【Scientific Visualization】
- Scientific Visualization combines visual representation techniques with domain-specific knowledge to support the exploration, analysis, and communication of complex scientific data. Our focus is on developing visualization methods for vector fields and tensor fields, enabling the detailed examination of flow behavior, stress distributions, and other spatially varying phenomena.

【Scientific Machine Learning】
- Scientific Machine Learning (SciML) integrates data-driven modeling with domain-specific knowledge to enhance the accuracy, interpretability, and efficiency of scientific simulations.

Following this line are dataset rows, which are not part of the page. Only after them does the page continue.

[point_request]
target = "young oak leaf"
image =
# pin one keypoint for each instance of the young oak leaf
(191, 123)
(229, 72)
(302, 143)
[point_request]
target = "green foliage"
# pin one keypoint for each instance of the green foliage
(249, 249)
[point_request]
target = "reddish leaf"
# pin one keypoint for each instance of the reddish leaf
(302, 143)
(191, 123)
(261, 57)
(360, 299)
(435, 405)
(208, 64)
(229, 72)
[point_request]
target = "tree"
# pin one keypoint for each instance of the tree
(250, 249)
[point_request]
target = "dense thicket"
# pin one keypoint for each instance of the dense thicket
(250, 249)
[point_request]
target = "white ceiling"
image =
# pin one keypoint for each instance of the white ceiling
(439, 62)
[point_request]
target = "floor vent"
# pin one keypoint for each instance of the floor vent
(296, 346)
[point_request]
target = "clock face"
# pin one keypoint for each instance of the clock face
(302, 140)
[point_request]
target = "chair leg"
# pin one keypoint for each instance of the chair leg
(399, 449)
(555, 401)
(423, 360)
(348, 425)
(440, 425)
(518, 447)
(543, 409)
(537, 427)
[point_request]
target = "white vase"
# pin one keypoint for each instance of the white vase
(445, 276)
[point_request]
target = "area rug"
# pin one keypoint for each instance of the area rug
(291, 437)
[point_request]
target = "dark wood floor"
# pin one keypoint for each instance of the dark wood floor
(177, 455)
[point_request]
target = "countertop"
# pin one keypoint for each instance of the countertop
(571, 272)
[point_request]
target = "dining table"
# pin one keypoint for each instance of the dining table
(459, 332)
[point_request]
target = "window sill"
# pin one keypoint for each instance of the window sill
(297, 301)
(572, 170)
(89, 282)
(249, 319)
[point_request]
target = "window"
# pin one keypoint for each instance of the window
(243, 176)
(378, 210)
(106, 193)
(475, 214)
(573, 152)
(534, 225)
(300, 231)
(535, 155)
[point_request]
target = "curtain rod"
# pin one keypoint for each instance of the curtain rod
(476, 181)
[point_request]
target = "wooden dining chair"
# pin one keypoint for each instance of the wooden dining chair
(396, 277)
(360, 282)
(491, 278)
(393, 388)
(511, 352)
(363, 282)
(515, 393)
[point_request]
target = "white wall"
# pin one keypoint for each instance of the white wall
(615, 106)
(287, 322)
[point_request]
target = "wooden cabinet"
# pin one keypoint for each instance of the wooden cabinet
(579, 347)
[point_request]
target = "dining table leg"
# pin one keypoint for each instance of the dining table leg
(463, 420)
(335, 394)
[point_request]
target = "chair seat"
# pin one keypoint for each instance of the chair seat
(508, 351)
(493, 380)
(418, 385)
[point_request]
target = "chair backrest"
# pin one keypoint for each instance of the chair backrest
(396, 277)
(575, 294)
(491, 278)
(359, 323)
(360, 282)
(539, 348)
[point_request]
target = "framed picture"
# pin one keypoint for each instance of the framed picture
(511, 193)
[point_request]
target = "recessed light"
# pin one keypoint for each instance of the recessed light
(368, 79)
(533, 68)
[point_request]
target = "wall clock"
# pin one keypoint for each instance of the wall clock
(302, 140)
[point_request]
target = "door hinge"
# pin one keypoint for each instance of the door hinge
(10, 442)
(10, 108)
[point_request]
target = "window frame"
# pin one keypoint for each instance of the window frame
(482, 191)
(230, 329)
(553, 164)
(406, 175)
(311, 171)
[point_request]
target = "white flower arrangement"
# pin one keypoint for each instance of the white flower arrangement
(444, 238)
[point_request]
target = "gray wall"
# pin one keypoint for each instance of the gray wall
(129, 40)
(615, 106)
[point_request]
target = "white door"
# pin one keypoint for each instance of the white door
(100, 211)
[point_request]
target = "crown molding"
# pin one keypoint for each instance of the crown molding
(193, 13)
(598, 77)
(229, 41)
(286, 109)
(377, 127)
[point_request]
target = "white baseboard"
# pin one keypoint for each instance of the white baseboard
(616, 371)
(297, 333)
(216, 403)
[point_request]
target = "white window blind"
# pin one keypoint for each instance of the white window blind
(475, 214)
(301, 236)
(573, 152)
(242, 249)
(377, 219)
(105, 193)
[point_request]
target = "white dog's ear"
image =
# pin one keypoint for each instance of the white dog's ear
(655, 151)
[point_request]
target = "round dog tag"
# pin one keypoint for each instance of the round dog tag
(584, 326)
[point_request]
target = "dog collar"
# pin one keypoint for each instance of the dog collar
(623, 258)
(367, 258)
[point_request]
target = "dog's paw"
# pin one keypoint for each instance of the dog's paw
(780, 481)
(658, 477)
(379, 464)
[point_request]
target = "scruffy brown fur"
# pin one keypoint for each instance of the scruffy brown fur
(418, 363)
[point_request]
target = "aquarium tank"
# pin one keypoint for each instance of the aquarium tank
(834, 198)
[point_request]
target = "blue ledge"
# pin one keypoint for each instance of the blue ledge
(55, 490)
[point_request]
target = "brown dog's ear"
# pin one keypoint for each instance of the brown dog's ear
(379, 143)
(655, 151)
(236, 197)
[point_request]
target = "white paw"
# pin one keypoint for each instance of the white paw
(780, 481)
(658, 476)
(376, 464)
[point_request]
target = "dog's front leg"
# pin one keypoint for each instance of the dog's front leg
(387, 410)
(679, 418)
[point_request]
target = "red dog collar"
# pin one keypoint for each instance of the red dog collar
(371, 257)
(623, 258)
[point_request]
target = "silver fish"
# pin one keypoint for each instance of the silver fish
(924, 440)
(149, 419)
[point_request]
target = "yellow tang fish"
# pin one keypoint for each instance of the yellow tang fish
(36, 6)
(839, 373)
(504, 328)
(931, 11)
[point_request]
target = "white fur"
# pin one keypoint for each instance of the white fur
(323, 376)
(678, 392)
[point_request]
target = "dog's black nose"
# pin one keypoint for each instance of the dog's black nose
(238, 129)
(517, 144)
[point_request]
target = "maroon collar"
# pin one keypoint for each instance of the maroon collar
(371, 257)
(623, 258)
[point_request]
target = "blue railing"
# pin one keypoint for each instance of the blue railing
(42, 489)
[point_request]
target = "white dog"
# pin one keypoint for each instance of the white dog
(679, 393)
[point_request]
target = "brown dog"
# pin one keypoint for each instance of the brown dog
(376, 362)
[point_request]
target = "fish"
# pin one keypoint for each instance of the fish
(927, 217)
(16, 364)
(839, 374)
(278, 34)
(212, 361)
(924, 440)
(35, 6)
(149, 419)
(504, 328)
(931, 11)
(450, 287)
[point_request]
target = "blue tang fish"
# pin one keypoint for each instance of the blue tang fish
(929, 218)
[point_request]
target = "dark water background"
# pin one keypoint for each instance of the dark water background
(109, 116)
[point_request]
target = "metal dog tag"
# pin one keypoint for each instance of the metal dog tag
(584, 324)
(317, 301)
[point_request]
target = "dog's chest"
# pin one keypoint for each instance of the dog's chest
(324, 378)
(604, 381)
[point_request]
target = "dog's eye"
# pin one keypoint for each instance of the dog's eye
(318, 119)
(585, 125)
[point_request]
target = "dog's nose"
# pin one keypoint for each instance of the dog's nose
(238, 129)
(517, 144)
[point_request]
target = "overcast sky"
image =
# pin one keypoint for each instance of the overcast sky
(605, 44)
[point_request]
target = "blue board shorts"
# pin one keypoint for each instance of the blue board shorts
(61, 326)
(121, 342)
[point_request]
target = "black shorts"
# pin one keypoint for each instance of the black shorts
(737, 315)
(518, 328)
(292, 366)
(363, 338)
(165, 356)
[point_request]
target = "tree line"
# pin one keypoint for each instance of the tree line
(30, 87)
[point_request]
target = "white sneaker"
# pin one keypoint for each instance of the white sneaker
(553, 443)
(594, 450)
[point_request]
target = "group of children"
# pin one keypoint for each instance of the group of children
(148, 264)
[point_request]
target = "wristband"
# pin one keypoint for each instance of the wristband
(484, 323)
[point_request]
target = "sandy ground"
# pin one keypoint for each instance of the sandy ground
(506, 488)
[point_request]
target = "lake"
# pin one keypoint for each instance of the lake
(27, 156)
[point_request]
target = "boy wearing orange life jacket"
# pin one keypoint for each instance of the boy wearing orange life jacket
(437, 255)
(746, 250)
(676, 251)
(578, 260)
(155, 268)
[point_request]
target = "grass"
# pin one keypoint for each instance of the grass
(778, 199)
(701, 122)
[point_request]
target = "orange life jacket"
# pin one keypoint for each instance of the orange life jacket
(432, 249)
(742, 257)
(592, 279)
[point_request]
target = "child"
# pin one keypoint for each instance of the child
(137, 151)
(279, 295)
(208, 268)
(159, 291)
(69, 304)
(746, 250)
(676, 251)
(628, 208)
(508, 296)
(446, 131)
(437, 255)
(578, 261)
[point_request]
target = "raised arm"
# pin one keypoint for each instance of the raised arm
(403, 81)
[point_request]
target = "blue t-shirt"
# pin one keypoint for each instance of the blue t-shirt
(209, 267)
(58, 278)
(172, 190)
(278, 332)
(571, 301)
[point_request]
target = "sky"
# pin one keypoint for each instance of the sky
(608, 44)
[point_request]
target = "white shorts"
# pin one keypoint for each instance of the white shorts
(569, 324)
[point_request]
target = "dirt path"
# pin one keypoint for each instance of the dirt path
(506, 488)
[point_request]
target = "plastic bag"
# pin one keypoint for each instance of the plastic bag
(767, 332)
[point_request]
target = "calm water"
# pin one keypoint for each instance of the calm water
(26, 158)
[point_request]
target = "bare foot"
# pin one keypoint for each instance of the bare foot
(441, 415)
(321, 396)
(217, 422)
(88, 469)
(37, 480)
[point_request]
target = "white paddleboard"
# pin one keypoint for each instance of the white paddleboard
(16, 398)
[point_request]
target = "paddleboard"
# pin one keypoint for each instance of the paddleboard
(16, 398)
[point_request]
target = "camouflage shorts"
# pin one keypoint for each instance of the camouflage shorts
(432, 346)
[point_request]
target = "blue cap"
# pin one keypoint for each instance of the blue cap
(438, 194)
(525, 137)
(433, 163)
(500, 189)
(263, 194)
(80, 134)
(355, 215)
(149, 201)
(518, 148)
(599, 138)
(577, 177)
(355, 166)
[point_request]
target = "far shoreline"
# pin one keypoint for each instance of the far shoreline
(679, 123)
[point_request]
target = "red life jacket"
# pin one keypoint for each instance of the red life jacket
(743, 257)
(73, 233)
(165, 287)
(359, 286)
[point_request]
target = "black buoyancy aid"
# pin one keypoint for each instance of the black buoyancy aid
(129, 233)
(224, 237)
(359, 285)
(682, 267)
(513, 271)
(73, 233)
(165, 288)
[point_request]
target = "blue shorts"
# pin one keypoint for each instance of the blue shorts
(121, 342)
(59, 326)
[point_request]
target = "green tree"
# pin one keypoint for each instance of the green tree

Our focus is on developing Physics-Informed Neural Networks (PINNs), which embed partial differential equations (PDEs) directly into the learning process, addressing challenging problems such as materials discovery and uncertainty quantification in climate models.

【Visual Analytics】
- Visual Analytics combines data analysis, visualization, and human-computer interaction to support analytical reasoning and decision-making. Our aim is to create interactive toolkits that enable users to explore and evaluate their work across diverse domains, such as 3D Gaussian splatting reconstruction, physics-based simulations, and robotics .

【Shapes, Sounds, and Digital Twins】
- Digital Twins are virtual replicas of physical systems, continuously updated with real-time data and computational models. Our focus includes shape modeling, layout generation, and sound synthesis, supporting applications in manufacturing, design, and interactive environments.